All the three patients reported in this series met physiologic inclusion criteria for ECMO and had ominous findings on prenatal imaging of lung volumes. Fortunately, despite the concerns and the operations all done on ECMO and despite long post-ECMO hospitalizations, there was only one patient with an ICH, and to date, their developmental process seems reasonable.
Another reason for exclusion by weight being below 2 kg reflects the difficulty in cannulating small cervical vessels with catheters big enough to provide reasonable ECMO flow/support. In our interdisciplinary discussions, we weighed the consequences of not offering ECMO against the risks of an unsuccessful cannulation attempt. Advances in cannula development with small-sized cannulas being reinforced all the way to the tip has allowed the preservation of adequate flow characteristics even with smaller cannulas. In the three patients in our series, 8 Fr cannulas were sufficient to provide adequate ECMO flow to support these small (<2,000 g) neonates. With careful attention to vessel handling and using an open, cut-down technique, the right internal jugular and common carotid vessels could be cannulated.

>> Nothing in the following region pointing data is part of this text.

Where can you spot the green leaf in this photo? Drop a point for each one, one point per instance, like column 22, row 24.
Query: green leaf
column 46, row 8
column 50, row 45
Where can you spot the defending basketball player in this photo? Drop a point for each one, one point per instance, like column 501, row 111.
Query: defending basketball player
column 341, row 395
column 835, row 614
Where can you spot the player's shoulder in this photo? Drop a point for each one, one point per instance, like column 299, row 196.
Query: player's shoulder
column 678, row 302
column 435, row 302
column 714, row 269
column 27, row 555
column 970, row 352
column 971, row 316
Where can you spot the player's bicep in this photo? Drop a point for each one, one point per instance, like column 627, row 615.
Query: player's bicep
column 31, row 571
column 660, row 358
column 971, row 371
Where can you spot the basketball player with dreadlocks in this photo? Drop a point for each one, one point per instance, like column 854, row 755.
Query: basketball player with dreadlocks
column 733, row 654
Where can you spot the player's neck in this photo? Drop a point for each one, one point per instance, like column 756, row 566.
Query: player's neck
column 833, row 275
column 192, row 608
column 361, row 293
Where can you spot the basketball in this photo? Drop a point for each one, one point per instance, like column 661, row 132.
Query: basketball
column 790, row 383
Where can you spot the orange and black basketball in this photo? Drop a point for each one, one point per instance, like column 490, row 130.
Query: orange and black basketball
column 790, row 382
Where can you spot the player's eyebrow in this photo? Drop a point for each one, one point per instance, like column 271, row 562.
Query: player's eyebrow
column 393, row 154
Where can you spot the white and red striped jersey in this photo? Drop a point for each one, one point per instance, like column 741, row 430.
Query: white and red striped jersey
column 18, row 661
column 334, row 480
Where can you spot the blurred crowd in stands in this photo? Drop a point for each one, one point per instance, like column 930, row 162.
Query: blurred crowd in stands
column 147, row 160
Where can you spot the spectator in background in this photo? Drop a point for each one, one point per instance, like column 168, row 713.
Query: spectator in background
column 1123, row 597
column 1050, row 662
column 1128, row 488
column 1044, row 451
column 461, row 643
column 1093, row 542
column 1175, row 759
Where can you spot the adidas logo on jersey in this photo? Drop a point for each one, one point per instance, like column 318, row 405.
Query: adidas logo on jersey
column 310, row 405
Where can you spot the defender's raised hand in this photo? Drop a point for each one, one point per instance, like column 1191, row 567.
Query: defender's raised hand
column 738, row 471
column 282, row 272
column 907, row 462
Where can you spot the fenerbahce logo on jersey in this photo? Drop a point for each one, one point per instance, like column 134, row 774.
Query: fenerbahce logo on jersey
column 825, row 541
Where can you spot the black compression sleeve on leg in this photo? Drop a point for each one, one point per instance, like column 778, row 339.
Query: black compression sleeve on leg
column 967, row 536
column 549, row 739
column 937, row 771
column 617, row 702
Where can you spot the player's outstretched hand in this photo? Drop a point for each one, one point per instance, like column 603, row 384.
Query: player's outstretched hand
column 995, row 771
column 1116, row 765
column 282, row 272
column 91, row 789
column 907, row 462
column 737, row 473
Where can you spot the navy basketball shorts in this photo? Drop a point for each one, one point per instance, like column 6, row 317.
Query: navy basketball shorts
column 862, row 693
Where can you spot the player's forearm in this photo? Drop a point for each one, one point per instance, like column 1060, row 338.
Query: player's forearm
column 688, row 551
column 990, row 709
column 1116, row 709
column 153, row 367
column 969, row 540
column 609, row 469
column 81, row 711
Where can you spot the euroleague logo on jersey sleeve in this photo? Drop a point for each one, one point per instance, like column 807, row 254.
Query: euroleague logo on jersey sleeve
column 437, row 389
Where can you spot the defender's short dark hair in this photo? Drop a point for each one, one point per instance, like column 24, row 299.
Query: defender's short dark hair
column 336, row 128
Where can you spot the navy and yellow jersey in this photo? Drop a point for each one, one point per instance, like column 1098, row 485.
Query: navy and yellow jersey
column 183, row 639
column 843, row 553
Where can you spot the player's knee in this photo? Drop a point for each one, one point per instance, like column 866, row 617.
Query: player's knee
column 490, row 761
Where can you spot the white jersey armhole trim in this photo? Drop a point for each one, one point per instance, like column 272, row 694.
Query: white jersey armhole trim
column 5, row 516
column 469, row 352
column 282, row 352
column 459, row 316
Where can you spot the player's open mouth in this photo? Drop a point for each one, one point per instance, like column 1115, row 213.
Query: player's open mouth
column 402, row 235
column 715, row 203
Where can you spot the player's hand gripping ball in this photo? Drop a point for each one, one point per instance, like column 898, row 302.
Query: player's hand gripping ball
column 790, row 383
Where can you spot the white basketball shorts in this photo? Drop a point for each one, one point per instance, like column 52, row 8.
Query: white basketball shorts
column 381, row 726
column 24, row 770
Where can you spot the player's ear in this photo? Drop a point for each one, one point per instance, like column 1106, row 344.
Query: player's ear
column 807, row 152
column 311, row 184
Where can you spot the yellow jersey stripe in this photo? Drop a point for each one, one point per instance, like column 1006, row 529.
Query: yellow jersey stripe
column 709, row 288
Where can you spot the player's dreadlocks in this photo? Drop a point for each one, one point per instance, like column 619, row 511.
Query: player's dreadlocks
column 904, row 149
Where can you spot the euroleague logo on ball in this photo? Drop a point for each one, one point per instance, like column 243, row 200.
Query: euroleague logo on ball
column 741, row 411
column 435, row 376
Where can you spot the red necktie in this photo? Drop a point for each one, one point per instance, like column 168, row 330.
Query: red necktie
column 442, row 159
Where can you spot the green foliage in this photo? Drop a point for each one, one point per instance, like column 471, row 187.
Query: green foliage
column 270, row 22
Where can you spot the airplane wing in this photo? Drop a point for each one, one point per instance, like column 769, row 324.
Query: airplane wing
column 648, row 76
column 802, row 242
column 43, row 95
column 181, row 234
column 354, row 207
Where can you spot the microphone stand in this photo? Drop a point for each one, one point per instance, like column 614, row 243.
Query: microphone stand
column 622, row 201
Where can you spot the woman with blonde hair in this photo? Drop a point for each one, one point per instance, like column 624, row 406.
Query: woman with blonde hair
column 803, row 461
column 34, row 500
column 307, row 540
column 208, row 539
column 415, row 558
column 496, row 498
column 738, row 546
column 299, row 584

Although these patients had relatively uncomplicated ECMO courses and transitioned off ECMO support fairly easily, they all had long and complicated pulmonary courses post-ECMO. It is unclear whether their post-ECMO hospital course was dominated by their pulmonary hypoplasia independently of their size and immaturity or whether the course was dominated by abnormalities or injuries from ECMO itself.
This case series described interventions in patients with CDH that were followed from the fetal period to long-term follow-up as outpatients. The patients were managed with detailed uniform care guidelines for all aspects of care. The combination of collaborative decision-making and adherence to guidelines may improve outcomes in patients previously excluded from support with ECMO and other intense supportive modalities. When critical aspects of ongoing supportive care are established, good comparative effectiveness research should be done to determine whether neonates with severe cardiopulmonary disease may benefit from support with ECMO despite meeting previous, arbitrary exclusion criteria after which, prospective decision-making about the implementation of ECMO can be done based on emerging evidence.